I just modified your code.

   mylist = ['La', 'domestication', "d'un", 'animal', 'ou', "d'un", 'végétal,', 'necessite', "l'acquisition", "d'une", 'ferme']

lol = str("")
print(lol)
for word in mylist:
    
    if "'" in word:
        new_words = word.split("'")
        for i in new_words:
            lol=lol+"0"+str(i).encode('ascii', 'ignore').decode('ascii')
    else:
        lol=lol+"0"+str(word).encode('ascii', 'ignore').decode('ascii')
        
if lol[0]=="0":
    lol = lol[1:]
    
lol = lol.split("0")
print(lol)

2 Comments

What if 0 appears in any of the words?
As @ShadowRanger suggested use some character sequence that's guaranteed not to appear in the input.
1

You can use enumerate() to get the index you are iterating at, then use array slicing to replace at the correct position.

mylist = ['La', 'domestication', "d'un", 'animal', 'ou', "d'un", 'végétal,', 'necessite', "l'acquisition", "d'une", 'ferme']

for i, w in enumerate(mylist):
    if "'" in w:
        mylist[i:i+1] = w.split("'") 

Now printing my mylist gives us:

['La', 'domestication', 'd', 'un', 'animal', 'ou', 'd', 'un', 'végétal,', 'necessite', 'l', 'acquisition', 'd', 'une', 'ferme']
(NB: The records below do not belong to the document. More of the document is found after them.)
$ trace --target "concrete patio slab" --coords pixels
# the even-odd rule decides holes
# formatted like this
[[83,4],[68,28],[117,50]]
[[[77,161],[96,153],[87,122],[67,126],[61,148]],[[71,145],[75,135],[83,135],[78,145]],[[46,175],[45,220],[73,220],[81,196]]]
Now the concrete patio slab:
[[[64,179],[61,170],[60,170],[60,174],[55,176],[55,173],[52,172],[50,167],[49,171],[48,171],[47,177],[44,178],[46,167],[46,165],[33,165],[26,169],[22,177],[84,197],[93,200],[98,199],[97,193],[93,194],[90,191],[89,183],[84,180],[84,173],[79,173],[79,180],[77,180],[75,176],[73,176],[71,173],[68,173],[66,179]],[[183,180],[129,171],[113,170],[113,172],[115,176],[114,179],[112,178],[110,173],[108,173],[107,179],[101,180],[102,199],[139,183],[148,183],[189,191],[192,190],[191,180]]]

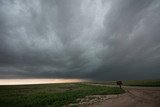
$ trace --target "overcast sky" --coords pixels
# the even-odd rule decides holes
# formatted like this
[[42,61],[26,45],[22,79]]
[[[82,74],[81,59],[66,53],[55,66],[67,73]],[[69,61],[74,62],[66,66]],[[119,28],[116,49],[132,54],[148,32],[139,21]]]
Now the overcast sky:
[[0,0],[0,78],[160,78],[160,0]]

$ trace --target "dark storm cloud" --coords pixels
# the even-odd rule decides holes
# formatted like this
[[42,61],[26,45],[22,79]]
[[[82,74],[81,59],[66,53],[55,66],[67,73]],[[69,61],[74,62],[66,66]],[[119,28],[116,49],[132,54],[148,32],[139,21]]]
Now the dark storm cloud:
[[0,78],[160,78],[159,0],[1,0]]

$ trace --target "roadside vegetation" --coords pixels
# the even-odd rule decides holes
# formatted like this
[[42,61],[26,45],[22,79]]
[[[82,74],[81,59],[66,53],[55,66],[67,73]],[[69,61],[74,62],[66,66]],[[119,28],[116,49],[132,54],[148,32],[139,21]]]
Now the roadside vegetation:
[[160,80],[128,80],[123,84],[126,86],[160,87]]
[[[124,80],[123,86],[160,87],[160,80]],[[93,81],[90,84],[117,85],[116,81]]]
[[0,86],[0,107],[61,107],[89,95],[124,92],[118,87],[83,83]]

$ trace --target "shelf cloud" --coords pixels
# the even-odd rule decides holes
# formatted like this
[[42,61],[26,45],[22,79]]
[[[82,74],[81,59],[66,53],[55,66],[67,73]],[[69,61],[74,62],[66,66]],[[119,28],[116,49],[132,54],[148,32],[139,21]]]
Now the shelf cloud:
[[160,78],[160,1],[1,0],[0,78]]

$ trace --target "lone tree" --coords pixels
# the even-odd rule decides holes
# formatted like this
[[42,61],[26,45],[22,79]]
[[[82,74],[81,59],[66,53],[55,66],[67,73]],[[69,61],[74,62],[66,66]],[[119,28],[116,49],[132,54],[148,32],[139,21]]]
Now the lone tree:
[[121,87],[121,85],[123,84],[122,81],[117,81],[116,83],[117,83],[117,85],[119,85],[119,88],[122,88]]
Edit: This is bad code. Don't do this.

8 Comments

Desired result should include the quotes.
I'm kinda amused this works. It's doing something unsafe (modifying a list as you iterate over it), but the end result is fine, it just does a little unnecessary work checking the results of a split (because the loop picks up on the new element(s) following the replaced element).
@ScottHunter: Assuming only one separator per string, str.partition could be used for the purpose, but otherwise, you're stuck with regex to do that. Boo.
@ShadowRanger I know! Everything about screams WRONG! to me! :)
@aelmosalamy: It's not enumerate doing it, it's the list's iterator. enumerate happily keeps going as long as the underlying iterator it wraps keeps producing values. list's iterator enables this by (unlike dict's iterator) not checking for (a subset of) unsafe modifications, and rechecking the length of the underlying list as it goes, rather than caching it up front. I doubt the language guarantees this behavior of list iterators, so you definitely shouldn't rely on it (non-CPython interpreters might fail, and future CPython might change the behavior).